Three-Year Postoperative Ultrasensitive Prostate-Specific Antigen Following Open Radical Retropubic Prostatectomy Is a Predictor for Delayed Biochemical Recurrence

• Published in: European urology Vol. 60; no. 3; pp. 548 - 553
• Main Authors: Malik, Rena D., Goldberg, Judith D., Hochman, Tsivia, Lepor, Herbert
• Format: Journal Article
• Language: English
• Published: Kidlington Elsevier B.V 01.09.2011; Elsevier
• Subjects: Academic Medical Centers; Biochemical recurrence; Biological and medical sciences; Chi-Square Distribution; Disease-Free Survival; Humans; Kaplan-Meier Estimate; Male; Medical sciences; Middle Aged; Neoplasm Recurrence, Local; Nephrology. Urinary tract diseases; New York City; Predictive Value of Tests; Proportional Hazards Models; Prostate specific antigen (PSA); Prostate-Specific Antigen - blood; Prostatectomy; Prostatic Neoplasms - immunology; Prostatic Neoplasms - mortality; Prostatic Neoplasms - pathology; Prostatic Neoplasms - radiotherapy; Prostatic Neoplasms - surgery; Radical prostatectomy; Retrospective Studies; Risk Assessment; Risk Factors; Salvage Therapy; Sensitivity and Specificity; Survival Rate; Time Factors; Treatment Outcome; Urology; New York City; Radical prostatectomy; Biochemical recurrence; Prostate specific antigen (PSA); Postoperative; Nephrology; Prognosis; Tumoral marker; Delay; Urology; Prostate specific antigen; Treatment; Surgery; Retropubic route; Prostatectomy; Surgical approach; Predictive factor
• ISSN: 0302-2838; 1873-7560; 1873-7560
• DOI: 10.1016/j.eururo.2011.05.036

Prostate-specific antigen (PSA) is the only independent predictor of biochemical recurrence (BCR) following radical prostatectomy (RP) subject to change over time. To determine whether an ultrasensitive PSA measured at 3 yr following RP is a predictor of subsequent BCR. There were 1197 consecutive men with clinically localized prostate cancer who underwent an open radical retropubic prostatectomy (ORRP) at a tertiary referral academic medical center.
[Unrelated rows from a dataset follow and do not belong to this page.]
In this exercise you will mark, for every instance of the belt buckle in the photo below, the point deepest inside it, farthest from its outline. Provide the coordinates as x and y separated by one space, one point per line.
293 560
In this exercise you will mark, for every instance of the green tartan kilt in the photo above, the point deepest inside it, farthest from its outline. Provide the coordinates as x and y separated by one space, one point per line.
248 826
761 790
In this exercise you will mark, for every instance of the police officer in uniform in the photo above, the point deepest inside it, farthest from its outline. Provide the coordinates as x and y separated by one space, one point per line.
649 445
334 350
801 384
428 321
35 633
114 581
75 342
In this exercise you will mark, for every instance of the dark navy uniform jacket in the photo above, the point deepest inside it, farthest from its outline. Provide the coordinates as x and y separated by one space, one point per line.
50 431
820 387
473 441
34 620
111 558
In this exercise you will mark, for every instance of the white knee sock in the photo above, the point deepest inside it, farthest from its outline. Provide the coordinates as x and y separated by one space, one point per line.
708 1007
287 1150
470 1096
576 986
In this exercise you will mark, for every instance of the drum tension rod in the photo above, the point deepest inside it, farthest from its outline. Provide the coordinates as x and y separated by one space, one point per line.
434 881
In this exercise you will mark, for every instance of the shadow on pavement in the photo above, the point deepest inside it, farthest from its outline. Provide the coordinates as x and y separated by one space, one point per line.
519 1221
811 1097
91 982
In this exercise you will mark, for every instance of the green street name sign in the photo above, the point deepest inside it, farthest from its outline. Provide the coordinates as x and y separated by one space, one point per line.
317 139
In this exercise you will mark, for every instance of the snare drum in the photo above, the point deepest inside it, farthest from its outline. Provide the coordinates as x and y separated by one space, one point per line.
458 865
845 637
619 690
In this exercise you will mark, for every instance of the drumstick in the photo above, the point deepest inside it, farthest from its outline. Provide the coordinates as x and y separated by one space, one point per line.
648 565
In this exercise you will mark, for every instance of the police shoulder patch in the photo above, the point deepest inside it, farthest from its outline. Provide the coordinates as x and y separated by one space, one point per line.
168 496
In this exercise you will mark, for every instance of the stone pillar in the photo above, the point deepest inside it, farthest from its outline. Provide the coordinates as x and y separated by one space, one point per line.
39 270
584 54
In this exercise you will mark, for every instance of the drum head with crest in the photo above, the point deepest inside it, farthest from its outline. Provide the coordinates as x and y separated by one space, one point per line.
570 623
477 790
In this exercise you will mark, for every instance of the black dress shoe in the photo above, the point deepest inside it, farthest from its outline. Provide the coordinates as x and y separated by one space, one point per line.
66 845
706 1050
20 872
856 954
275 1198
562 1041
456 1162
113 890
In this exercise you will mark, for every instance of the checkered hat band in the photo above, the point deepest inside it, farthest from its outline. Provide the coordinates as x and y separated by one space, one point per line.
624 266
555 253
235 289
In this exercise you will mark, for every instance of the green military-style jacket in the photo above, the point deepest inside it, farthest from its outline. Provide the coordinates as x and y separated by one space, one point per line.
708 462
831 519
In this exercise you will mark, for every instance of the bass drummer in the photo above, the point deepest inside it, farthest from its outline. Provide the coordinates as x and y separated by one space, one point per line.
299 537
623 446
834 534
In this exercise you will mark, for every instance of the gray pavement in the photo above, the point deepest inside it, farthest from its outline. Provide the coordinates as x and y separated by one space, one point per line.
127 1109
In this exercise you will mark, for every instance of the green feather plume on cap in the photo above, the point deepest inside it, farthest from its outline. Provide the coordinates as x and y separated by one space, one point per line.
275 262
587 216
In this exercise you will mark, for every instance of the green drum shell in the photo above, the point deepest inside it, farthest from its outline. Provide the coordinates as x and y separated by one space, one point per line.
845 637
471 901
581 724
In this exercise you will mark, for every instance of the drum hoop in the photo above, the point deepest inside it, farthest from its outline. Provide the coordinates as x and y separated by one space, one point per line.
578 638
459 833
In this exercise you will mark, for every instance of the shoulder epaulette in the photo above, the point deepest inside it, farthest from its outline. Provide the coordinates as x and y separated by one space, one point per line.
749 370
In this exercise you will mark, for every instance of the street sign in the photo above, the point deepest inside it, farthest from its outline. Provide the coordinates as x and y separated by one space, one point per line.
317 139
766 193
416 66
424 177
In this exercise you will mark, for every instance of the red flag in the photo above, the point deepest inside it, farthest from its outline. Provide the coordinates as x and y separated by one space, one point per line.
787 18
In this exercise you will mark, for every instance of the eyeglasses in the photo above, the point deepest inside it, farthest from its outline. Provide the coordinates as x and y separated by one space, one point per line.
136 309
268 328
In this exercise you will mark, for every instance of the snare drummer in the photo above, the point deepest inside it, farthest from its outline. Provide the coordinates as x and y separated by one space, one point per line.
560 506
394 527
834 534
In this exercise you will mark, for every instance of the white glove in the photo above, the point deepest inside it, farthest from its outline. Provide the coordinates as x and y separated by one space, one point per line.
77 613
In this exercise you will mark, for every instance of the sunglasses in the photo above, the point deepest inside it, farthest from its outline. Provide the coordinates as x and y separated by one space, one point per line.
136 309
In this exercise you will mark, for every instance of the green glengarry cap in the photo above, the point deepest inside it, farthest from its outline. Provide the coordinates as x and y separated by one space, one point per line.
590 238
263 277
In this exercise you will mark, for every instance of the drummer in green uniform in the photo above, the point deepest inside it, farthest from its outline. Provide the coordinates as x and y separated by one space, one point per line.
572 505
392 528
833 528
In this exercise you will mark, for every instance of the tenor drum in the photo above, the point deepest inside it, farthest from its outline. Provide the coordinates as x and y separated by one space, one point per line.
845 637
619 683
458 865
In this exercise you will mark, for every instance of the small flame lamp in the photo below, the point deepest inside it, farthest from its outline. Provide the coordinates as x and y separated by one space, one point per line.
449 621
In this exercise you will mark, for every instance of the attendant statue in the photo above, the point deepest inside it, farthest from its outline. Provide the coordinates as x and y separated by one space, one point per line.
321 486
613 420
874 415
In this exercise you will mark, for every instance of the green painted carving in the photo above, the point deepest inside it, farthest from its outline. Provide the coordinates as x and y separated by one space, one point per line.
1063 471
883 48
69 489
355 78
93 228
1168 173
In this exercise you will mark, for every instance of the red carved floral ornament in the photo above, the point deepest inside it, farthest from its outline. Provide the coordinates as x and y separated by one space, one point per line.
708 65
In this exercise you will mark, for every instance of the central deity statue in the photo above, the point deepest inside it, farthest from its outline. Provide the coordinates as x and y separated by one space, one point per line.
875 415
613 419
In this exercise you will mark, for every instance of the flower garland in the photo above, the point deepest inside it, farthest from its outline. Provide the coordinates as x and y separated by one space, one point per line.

Exclusions included 107 men (8.9%) who developed a PSA level ≥0.2 ng/ml or underwent hormone therapy or radiation therapy (RT) within the first 3 r after surgery, 191 men (16%) who did not undergo a 3-yr ultrasensitive PSA assay, and 98 men (8.2%) who had PSA levels ≥0.1 and <0.2 at 3 yr. The remaining 801 men were stratified into two groups based on their ultrasensitive PSA level at 3 yr postoperatively: group 1, which consisted of patients whose PSA was ≤0.04 (n=765), and group 2, which consisted of patients whose PSA was >0.04 and <0.10 (n=36). Delayed BCR was the primary end point and represented those men in this cohort who developed a PSA level ≥0.2 or underwent salvage RT for a persistently rising PSA level after 3 yr of follow-up. The 7-yr cumulative BCR-free survival rate for groups 1 and 2 was 0.957 (95% confidence interval [CI], 0.920–0.978) and 0.654 (95% CI, 0.318–0.855), respectively. In multivariable Cox proportional hazards models, ultrasensitive PSA level at 3 yr remained the only significant predictor of delayed BCR (likelihood ratio χ2 for full model: 27.03; df=1; p < 0.001). A limitation of the study is that no uniform PSA assay was obtained. Our findings provide compelling evidence that an ultrasensitive PSA at 3 yr following RP provides useful insights into delayed BCR and is a source of reassurance for the overwhelming majority of men being followed for delayed recurrences. An ultrasensitive prostate-specific antigen (PSA) level obtained 3 yr following radical prostatectomy provides useful insights into subsequent delayed biochemical recurrence (BCR). In fact, ultrasensitive PSA levels at 3 yr represent the only significant predictor of delayed BCR.